MPO and gene associations
Mouse phenotype annotations and MPO term-associated genes were obtained from MGD (12). The mouse phenotype-to-genotype relations were extracted from the ‘MGI_PhenoGenoMP.rpt’ file downloaded from the MGD ftp site and mapped to the corresponding mouse gene symbols (because phenotype terms from MPO are associated directly with genotypes instead of genes) and human orthologous genes using the reports ‘MGI_EntrezGene.rpt’ and ‘HMD_HGNC_Accession.rpt’. Each term in the MPO has a unique accession identifier, a definition and, when available, synonyms. The MPO term ID, preferred name and synonyms were obtained from the ‘MPheno_OBO’ ontology file. Simple ‘JAVA’ scripts were written to parse, concatenate and store these data files in an Oracle relational database. The MPO has 33 root nodes representing different body systems (Figure 1). At the time of writing this article, there were ∼7000 unique MPO terms assigned to ∼33 000 alleles from ∼5700 unique mouse genes. Most of these data are derived from genetically engineered knock-out mice or naturally occurring mutants.
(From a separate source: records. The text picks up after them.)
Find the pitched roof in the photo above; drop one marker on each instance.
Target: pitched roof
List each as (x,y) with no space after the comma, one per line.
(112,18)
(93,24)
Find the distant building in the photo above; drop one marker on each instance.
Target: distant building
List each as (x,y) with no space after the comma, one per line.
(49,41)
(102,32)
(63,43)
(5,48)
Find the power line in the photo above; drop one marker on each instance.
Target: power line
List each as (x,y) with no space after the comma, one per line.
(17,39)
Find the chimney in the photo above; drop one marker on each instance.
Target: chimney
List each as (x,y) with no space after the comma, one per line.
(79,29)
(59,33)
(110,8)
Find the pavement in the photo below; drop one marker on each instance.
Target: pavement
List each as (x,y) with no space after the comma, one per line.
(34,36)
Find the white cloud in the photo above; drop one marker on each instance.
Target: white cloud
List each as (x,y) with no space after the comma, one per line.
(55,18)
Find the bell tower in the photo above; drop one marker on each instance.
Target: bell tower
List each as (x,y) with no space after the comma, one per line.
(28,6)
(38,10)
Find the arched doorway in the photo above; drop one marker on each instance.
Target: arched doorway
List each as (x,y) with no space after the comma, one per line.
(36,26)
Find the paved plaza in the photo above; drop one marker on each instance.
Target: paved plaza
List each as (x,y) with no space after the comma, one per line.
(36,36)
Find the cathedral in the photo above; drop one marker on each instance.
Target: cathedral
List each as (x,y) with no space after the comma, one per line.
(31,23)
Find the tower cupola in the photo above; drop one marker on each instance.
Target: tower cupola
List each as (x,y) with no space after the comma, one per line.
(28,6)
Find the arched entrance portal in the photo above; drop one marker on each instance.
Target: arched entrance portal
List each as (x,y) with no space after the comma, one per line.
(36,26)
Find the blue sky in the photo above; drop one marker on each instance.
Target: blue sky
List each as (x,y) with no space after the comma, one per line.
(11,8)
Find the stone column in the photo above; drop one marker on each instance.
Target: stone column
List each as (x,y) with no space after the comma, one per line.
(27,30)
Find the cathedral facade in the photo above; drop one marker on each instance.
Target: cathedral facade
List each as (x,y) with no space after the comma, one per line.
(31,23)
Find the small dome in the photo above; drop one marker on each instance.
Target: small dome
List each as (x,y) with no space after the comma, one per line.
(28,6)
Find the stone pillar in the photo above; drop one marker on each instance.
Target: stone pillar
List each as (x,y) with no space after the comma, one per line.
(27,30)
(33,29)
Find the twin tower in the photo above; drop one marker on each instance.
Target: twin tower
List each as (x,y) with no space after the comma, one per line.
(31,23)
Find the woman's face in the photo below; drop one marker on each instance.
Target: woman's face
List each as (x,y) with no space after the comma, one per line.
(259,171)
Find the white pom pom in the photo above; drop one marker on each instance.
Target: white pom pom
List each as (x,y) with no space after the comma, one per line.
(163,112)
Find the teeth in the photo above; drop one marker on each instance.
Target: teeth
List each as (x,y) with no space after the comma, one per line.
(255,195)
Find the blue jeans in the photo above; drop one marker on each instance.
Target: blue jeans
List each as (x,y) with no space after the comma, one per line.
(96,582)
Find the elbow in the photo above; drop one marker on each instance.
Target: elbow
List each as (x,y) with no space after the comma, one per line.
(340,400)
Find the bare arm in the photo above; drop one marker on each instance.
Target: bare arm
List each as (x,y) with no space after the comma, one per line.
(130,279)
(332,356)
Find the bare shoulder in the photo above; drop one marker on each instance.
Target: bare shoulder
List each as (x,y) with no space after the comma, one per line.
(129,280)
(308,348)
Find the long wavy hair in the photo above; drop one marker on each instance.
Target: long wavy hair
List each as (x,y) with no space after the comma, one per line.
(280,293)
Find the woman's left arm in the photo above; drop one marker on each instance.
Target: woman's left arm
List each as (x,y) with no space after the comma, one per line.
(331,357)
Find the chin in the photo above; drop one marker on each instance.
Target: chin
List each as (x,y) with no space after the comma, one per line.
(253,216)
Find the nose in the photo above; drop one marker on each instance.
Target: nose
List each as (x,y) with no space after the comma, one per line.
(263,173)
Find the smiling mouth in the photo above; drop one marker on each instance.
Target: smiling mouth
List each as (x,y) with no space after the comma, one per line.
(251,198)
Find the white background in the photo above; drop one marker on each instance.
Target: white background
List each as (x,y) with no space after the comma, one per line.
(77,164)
The mouse-human ortholog table has ∼17 000 gene entries.
UMLS metathesaurus
The UMLS is the largest available compendium of biomedical vocabularies (15). The UMLS metathesaurus is a very large multi-purpose and multi-lingual vocabulary database that contains information about biomedical concepts, their various names and the relationships among them. The UMLS metathesaurus is organized by concept. One of its primary purposes is to connect different names for the same concept from many different vocabularies. The metathesaurus concept structure includes concept names, their identifiers and key characteristics of these concept names (e.g. language, vocabulary source, name type). Each concept or meaning in the metathesaurus has a unique and permanent concept unique identifier (CUI). The Semantic Network of the UMLS contains 135 semantic types (e.g. disease or syndrome, sign or symptom) organized into 15 semantic groups. The 15 semantic groups provide a partition of the UMLS metathesaurus for 99.5% of the concepts. For MPO term mapping to UMLS concepts we focus only on the semantic group ‘Disorder’, which has 12 semantic types (Figure 1). Each semantic type has several concepts represented with a unique CUI, term and, when available, a definition and synonyms.
HPO and gene associations
The HPO contains ∼9500 terms representing various human phenotypes. For the current study, we focus on the sub-ontology ‘Organ abnormality’, which contains descriptions of clinical abnormalities (16). The HP-OMIM-Gene annotations that contain ∼4800 terms from OMIM (and their associated genes) mapped to HPO were downloaded from the HPO web site (http://www.human-phenotype-ontology.org). The HP-UMLS CUI mapping data was downloaded from http://www.berkeleybop.org/ontologies/obo-all/human_phenotype/human_phenotype.xref.
OMIM—allelic variants
The OMIM (13), a knowledgebase of human genes and phenotypes, is derived exclusively from the published biomedical literature and is updated daily (17). It currently contains ∼20 000 full-text entries describing phenotypes and genes. To date, ∼3000 genes have mutations causing disease. For most genes, selected mutations are included as allelic variants and most of the allelic variants represent disease producing mutations (17).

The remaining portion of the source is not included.